MİT’ten Tarihe Işık Tutan Açıklama: Halide Edip Casus Değil!
Dönemin İstihbarat Faaliyetlerinde “Çift Hilal” Detayı
MİT’ten Tarihe Işık Tutan Açıklama: Halide Edip Casus Değil!
YEREL GÜNDEM / ANKARA
Milli İstihbarat Teşkilatı (MİT), "özel koleksiyon" adı altında resmi arşivlerinden önemli belgeler paylaşarak, yıllardır süregelen bazı şehir efsanelerine son verdi. Aralarında edebiyatçı Halide Edip Adıvar’ın da yer aldığı bu belgelerde, yazarın casus olduğuna dair iddiaların asılsız olduğu ve 1935’te Türkiye’ye geldiğinde takip talebinin reddedildiği görüldü. Halide Edip’in yıllarca MİT kontrolünde olduğuna dair iddiaların yerini gerçeğe bırakması, tarih severler ve araştırmacılar için büyük önem taşıyor.
Arşivdeki Belgelerle Geçmişe Yolculuk
MİT’in yayımladığı belgeler arasında en eskisi 1920 yılına dayanan ve İstiklal Harbi günlerinde aktif olan yabancı casusluk faaliyetlerine dair raporlar yer alıyor. Özellikle Adana ve Mersin’de faaliyet gösteren yabancı konsoloslukların yanı sıra örtülü kuruluşların istihbarat raporları, Türkiye’nin bağımsızlık mücadelesi esnasındaki kritik anları gözler önüne seriyor.
Ünlü Casus Mustafa Sagir ve Casusluk Faaliyetleri
Belgelerde dikkat çeken isimlerden biri de Hint asıllı İngiliz casusu Mustafa Sagir. İstiklal Harbi sırasında “Karakol Cemiyeti”ne sızarak önemli bilgiler ele geçirmeye çalışan Sagir’in, Kemalistlerle yakınlaştığı ancak nihayetinde casus olduğunun anlaşıldığı bu belgelerde yer alıyor.
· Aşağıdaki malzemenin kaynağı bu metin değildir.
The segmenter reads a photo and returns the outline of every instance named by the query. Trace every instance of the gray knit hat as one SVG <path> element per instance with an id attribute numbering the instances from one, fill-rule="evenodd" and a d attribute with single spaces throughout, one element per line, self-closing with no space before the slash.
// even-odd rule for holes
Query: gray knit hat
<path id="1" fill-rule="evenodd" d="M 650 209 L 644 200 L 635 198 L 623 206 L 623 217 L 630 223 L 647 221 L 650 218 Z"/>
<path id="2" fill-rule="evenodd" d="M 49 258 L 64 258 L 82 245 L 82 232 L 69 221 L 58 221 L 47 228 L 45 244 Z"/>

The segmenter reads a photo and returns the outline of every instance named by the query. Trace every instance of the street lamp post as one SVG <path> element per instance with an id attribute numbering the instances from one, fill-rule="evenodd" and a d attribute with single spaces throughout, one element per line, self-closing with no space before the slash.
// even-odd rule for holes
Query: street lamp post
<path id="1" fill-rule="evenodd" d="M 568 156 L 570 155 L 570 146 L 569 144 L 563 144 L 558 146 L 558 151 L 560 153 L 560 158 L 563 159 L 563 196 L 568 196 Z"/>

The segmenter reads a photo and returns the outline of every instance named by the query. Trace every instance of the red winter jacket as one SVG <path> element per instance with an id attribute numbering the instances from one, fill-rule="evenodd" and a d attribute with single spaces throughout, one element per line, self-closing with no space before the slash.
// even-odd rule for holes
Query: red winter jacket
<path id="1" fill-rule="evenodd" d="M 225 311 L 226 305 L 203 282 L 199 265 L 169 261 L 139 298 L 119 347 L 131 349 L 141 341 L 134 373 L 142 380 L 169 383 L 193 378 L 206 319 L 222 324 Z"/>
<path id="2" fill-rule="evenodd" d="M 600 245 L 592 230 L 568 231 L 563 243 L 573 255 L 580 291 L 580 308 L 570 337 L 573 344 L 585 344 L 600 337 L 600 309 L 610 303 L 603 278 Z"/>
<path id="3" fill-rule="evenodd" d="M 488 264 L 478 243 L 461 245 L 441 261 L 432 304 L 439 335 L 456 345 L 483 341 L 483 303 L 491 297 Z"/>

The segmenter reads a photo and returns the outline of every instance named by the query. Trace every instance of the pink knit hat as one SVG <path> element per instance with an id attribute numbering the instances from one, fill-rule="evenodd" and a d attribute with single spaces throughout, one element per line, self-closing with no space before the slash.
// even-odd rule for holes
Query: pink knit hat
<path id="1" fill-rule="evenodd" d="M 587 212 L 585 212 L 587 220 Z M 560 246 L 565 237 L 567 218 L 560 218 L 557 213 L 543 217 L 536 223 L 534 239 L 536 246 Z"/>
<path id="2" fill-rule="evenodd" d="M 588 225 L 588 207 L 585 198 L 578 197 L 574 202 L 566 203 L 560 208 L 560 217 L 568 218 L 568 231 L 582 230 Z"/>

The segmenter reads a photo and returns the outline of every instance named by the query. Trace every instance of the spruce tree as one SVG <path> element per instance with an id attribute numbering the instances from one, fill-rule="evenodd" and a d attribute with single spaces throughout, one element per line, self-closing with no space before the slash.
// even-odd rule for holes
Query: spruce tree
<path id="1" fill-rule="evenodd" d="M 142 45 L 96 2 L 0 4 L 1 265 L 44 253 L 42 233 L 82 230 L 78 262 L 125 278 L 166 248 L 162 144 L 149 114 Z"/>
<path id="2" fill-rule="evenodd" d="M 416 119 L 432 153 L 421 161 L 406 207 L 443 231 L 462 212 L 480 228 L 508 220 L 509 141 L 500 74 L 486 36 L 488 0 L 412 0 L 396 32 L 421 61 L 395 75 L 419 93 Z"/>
Sagir’in casusluk faaliyetlerini gözler önüne seren Osmanlıca raporun orijinal hali de MİT arşivinde halka açıldı.
Halide Edip Üzerine Yapılan Takip Talebine Red
Belgelerin en çok dikkat çekenlerinden biri ise ünlü yazar ve edebiyatçı Halide Edip Adıvar’ın MİT tarafından izlenmediğine dair kayıtlar. 1935 yılında kısa süreliğine Türkiye’ye gelen Halide Edip için yapılan takip talebinin reddedildiği kayıtlarda, MAH Reis Vekili Naci Perkel'in, "Biz casus takip ediyoruz. Rauf, Halide olsa olsa rejime karşı olabilirler. Peşlerine düşmedik ki" ifadeleri yer alıyor. Bu belge, yıllardır süregelen Halide Edip’in MİT tarafından takip edildiği söylentilerini kesin olarak çürütmüş durumda.
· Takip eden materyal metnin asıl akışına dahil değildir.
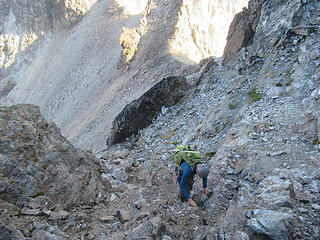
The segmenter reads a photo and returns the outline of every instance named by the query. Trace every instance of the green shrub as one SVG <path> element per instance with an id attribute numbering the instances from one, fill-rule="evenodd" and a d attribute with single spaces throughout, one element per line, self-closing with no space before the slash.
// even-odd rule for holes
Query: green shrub
<path id="1" fill-rule="evenodd" d="M 237 106 L 238 106 L 238 103 L 236 103 L 236 102 L 231 102 L 231 103 L 229 103 L 229 108 L 230 108 L 230 110 L 235 109 Z"/>
<path id="2" fill-rule="evenodd" d="M 251 90 L 249 91 L 249 96 L 250 96 L 250 102 L 257 102 L 259 100 L 262 99 L 262 93 L 257 92 L 257 89 L 251 88 Z"/>

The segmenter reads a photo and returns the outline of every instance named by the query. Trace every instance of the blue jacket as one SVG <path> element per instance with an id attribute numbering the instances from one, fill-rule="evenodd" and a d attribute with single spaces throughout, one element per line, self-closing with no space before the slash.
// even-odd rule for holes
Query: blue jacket
<path id="1" fill-rule="evenodd" d="M 181 193 L 184 195 L 184 197 L 188 200 L 190 198 L 190 193 L 188 192 L 188 189 L 187 189 L 187 182 L 188 182 L 188 178 L 191 175 L 196 174 L 196 165 L 191 167 L 188 163 L 183 161 L 180 167 L 183 170 L 183 175 L 178 177 L 179 178 L 178 181 L 180 181 L 180 190 L 181 190 Z M 207 187 L 207 182 L 208 182 L 207 177 L 202 179 L 203 188 Z"/>

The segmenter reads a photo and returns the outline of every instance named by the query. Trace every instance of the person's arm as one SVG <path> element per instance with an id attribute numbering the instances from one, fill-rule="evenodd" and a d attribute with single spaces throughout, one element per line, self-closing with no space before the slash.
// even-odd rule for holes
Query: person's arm
<path id="1" fill-rule="evenodd" d="M 208 195 L 210 193 L 208 188 L 208 177 L 202 178 L 202 186 L 204 194 Z"/>
<path id="2" fill-rule="evenodd" d="M 189 200 L 189 198 L 190 198 L 190 195 L 189 195 L 189 192 L 187 189 L 187 182 L 188 182 L 188 178 L 190 177 L 190 175 L 191 175 L 191 171 L 183 169 L 183 175 L 182 175 L 181 181 L 180 181 L 180 190 L 181 190 L 181 193 L 183 194 L 183 196 L 187 200 Z"/>

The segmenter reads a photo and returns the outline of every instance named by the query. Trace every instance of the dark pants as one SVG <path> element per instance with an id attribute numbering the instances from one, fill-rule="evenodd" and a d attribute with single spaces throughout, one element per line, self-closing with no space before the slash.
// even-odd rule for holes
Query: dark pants
<path id="1" fill-rule="evenodd" d="M 179 170 L 179 176 L 178 176 L 178 183 L 179 183 L 179 185 L 180 185 L 180 181 L 181 181 L 182 175 L 183 175 L 183 171 L 182 171 L 182 169 L 180 168 L 180 170 Z M 193 177 L 194 177 L 194 173 L 192 173 L 192 174 L 189 176 L 188 181 L 187 181 L 187 190 L 188 190 L 189 195 L 190 195 L 190 192 L 191 192 L 191 190 L 192 190 L 193 183 L 194 183 Z M 187 202 L 187 199 L 184 197 L 184 195 L 182 194 L 182 192 L 180 192 L 179 194 L 180 194 L 181 202 Z"/>

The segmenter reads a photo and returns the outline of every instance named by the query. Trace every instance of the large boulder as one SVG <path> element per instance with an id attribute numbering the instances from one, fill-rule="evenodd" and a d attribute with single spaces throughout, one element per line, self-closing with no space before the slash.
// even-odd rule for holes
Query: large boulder
<path id="1" fill-rule="evenodd" d="M 171 107 L 186 95 L 190 85 L 183 77 L 167 77 L 149 89 L 139 99 L 128 104 L 115 118 L 107 144 L 124 141 L 151 124 L 162 107 Z"/>
<path id="2" fill-rule="evenodd" d="M 251 0 L 249 8 L 238 13 L 230 24 L 227 44 L 223 57 L 226 63 L 232 55 L 243 47 L 248 46 L 253 39 L 256 27 L 260 20 L 261 6 L 264 1 Z"/>

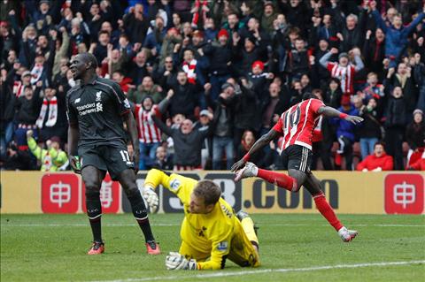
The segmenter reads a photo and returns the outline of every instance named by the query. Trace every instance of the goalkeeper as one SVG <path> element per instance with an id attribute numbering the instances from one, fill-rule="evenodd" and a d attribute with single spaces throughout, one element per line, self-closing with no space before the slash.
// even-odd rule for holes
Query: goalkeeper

Dönemin İstihbarat Faaliyetlerinde “Çift Hilal” Detayı
MİT’in arşivindeki belgelerde “çift hilal” simgesiyle damgalanan raporlar da dikkat çekiyor. 1921 yılına ait bu belgeler arasında, “Rebeka” kod adlı Dilber Cavidan isimli casusun yanı sıra, “Yavuz Grubu” ve “Felah Grubu” isimleriyle bilinen istihbarat gruplarına dair bilgiler bulunuyor. Söz konusu belgeler, dönemin gizli operasyonlarının ayrıntılarına ışık tutuyor.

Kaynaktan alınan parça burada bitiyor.